お前は将来大総統になって平和な国を作るんだ。
戦争の無い平和な国。
もしかしたら軍隊はなくなるかもしれない。
警察力以上の軍事力は無い。
お前は軍服でなく、スーツを着て国民の前に立つ。
大総統でなくて大統領なのかもしれない。
みんな笑ってお前に手を振る。
お前を讃えて万歳する。
平和を有難う。肌の色に関係なく皆が笑う世界。
でも次の選挙がくればお前は退任して静かに暮らすんだ。
東部の静かな田舎で静かに余生を送って。
いままで忙しかった分休むんだ。
たまに俺も尋ねてやるから。お茶くらい出せよ。
「鋼のはロマンティストだな」
「・・・・・・・・・」
全部ロマン。
全部理想。
頭の中の理想郷。
夜中。
散々体力の尽きるまで貪り合ったお互いの体の体力は限界に近い。
まどろむ意識を、なぜか繋ぎとめて。
窓から差し込む月明かりが照らす自分の髪は光が透けていくのに、
彼の漆黒の髪は光を通しもしない。ただ反射して美しく光る。
「なぁ、アンタって汚い大人だな」
何かに耐え切れなくなって感情のままに呟く。
「オトナは誰でも汚いものだよ」
「俺はアンタみたいにはならないと思う」
「じゃぁ君はオトナにはなれないな」
低く笑う彼を見ていて無性に悲しくなってしまった。
俺はアンタのように滅私の人生を歩むことは無理だ。
いつまでも自分を通そうとするんだ。
「・・・・君は私みたいなオトナになっては駄目だよ」
優しく髪を撫で付ける手。癪だけど、凄く落ち着く。
彼の行動は全て人のため。
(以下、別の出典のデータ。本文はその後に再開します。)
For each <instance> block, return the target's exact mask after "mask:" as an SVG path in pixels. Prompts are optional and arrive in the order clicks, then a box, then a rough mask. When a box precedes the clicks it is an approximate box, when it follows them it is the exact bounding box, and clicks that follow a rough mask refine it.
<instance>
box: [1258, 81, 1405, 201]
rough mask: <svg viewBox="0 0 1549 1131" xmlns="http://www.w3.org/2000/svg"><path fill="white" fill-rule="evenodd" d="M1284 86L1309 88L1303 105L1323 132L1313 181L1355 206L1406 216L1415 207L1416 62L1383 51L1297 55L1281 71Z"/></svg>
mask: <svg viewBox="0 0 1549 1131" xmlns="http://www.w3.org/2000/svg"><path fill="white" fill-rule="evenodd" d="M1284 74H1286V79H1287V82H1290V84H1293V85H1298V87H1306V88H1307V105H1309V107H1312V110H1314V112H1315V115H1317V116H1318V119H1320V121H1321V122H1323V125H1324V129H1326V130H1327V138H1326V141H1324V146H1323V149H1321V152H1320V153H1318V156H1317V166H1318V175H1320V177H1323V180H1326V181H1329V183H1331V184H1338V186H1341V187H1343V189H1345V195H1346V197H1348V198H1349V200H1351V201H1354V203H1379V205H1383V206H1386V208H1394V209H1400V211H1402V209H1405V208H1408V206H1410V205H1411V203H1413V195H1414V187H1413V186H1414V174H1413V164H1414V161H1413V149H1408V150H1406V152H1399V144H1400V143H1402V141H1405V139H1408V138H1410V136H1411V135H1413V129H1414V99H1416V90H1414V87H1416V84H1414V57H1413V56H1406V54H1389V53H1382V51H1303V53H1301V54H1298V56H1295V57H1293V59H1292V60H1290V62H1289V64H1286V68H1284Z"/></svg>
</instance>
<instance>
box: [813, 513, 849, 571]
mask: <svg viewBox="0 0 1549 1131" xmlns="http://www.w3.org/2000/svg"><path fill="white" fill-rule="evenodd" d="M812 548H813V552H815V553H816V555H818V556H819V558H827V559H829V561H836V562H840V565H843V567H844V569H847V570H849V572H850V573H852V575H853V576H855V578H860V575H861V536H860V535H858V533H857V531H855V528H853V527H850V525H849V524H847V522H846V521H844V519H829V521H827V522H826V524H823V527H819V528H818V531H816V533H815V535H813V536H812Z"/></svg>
神経をすりきらせてまで人のため。
彼は彼の犯した罪とこれから下される罰を自ら受け入れる。
それも人のため。
全ての汚濁を引き受けて。
「なんねーよ」
なれないんだと。
彼の覚悟の大きさに、打ちのめされそうになる。
自分には関係ない、と言い張るには彼はあまりにも身近すぎた。
彼のために、と模索すべきが、自分は只今わが道邁進中。
それを子供のように拗ねてみて。
「・・・・・・・ろくでなし」
「はは、もっともだ」
「・・・・・俺が・・・・・」
彼は、薄く笑って、俺の頭を抱くようにして撫でた。
泣きたくて仕方がなかった。
泣いて嘆いて喚いて地団太を踏んで。
ただ、それをするにはあまりにも自分は恵まれすぎていたから。
恵まれた自分には不幸を嘆く資格は無い。
それはあまりにもなにもない人々に失礼だ。
悪く言えば下を見る。よく言えば幸福と言う謙遜。
穴でも掘って叫びたい。
本当は泣いて嘆いて喚いて地団太を踏みたいと。